En el famoso libro Uniéndose a la Resistencia, Carol Gilligan sostiene que “tanto la voz, como el deseo de vivir en relaciones y la capacidad de resistir la falsa autoridad son condiciones inherentes a nuestra naturaleza humana”. Para la filósofa de Harvard, estas tres condiciones de desarrollo de la humanidad han sido negadas culturalmente para las mujeres.

De esta forma, las opiniones, ideas, conjeturas o dudas de las mujeres no suelen ser consideradas; esto, impacta negativamente la dinámica de interacción en las relaciones personales y sociales y, consecuentemente, inhibe la capacidad de resistir a las violencias, a los atropellos, a las injusticias. Todavía hoy, las mujeres tenemos que “ganarnos” el derecho a participar en las discusiones de la arena pública.

Por eso, la declaración de Sarah Ransome, en el juicio en contra de Jeffrey Epstein y Ghislaine Maxwell, en Nueva York, cobra importancia. Se trata, sin duda, del juicio sobre violencia sexual más visible de los últimos años; además, nos da la oportunidad de reconocer los avances y detectar las fallas tanto del sistema de justicia como del reconocimiento de los derechos de las mujeres.

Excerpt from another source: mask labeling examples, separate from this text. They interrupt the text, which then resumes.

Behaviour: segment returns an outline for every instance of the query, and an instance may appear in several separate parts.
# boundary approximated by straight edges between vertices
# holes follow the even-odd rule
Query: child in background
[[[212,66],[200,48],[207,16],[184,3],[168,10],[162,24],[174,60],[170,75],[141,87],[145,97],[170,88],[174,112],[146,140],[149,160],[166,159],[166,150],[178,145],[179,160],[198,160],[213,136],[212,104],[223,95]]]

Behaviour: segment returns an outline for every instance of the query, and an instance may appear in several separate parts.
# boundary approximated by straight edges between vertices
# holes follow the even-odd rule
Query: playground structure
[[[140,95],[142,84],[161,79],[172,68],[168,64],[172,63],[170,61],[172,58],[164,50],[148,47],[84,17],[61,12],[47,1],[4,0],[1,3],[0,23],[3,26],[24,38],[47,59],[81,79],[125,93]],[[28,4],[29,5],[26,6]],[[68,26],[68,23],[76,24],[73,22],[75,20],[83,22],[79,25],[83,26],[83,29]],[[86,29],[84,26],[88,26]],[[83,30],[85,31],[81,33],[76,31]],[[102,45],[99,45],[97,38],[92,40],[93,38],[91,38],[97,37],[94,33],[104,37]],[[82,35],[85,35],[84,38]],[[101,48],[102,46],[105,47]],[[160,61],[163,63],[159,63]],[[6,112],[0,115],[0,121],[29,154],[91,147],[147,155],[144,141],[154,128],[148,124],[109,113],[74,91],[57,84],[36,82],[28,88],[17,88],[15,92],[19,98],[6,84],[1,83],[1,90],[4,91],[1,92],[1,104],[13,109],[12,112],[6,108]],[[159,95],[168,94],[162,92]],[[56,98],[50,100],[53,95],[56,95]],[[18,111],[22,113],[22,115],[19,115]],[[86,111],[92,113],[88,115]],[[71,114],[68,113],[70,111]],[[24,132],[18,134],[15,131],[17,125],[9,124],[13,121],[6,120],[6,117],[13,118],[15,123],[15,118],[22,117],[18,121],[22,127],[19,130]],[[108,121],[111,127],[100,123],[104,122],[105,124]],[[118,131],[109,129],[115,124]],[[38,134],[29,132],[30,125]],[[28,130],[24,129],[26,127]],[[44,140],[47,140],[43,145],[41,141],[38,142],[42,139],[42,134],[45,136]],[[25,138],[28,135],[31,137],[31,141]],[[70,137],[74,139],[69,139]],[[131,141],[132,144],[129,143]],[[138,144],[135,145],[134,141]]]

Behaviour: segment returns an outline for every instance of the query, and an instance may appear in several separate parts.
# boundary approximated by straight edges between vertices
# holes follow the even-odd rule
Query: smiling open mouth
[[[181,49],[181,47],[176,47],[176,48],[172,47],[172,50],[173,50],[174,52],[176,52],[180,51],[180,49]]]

No es la primera vez que Ransome busca obtener justicia por violencia sexual; la primera vez fue en 1990 —cuando ella tenía apenas 14 años—. En aquella ocasión, la policía desestimó sus declaraciones y protegió al agresor. Como era de esperarse, la devastación moral y psicológica cobró factura en la víctima.

Años más tarde, Epstein, ayudado por Ghislaine Maxwell, utilizó a Ransome como parte de una red de tráfico sexual.

Maxwell está acusada de reclutar y preparar para tener relaciones sexuales a cuatro niñas menores de edad para Epstein entre 1994 y 2004; está acusada de seis delitos graves: conspiración para atraer a menores a viajar y participar en actos sexuales ilegales; incitación a un menor a viajar y participar en actos sexuales ilegales; conspiración para transportar menores con la intención de participar en actividades sexuales delictivas; transportación de un menor con la intención de participar en actividades sexuales delictivas; conspiración por tráfico sexual y tráfico sexual de menores. Por dichas acusaciones, Maxwell podría pasar hasta ochenta años en prisión, en caso de ser declarada culpable.

Epstein “se quitó la vida” en una cárcel de Manhattan en agosto de 2019, en condiciones sospechosas, días antes de su propio juicio por tráfico sexual. Por su parte, Ghislaine Maxwell fue detenida casi un año después, en New Hampshire.

El papel que jugó Maxwell fue el de reclutadora, normalizadora y gerente de la red de trata de menores. Fue testigo y cómplice de la manipulación, humillación y sometimiento sexual de Epstein, para los hombres más poderosos del mundo.

La prensa neoyorquina piensa que éste es el juicio de la década; puede serlo. Pero es más importante que tanto la voz, como el deseo de vivir en relaciones y la capacidad de resistir la falsa autoridad sean respetadas para Sarah Ransome, para todas las sobrevivientes y todas las mujeres.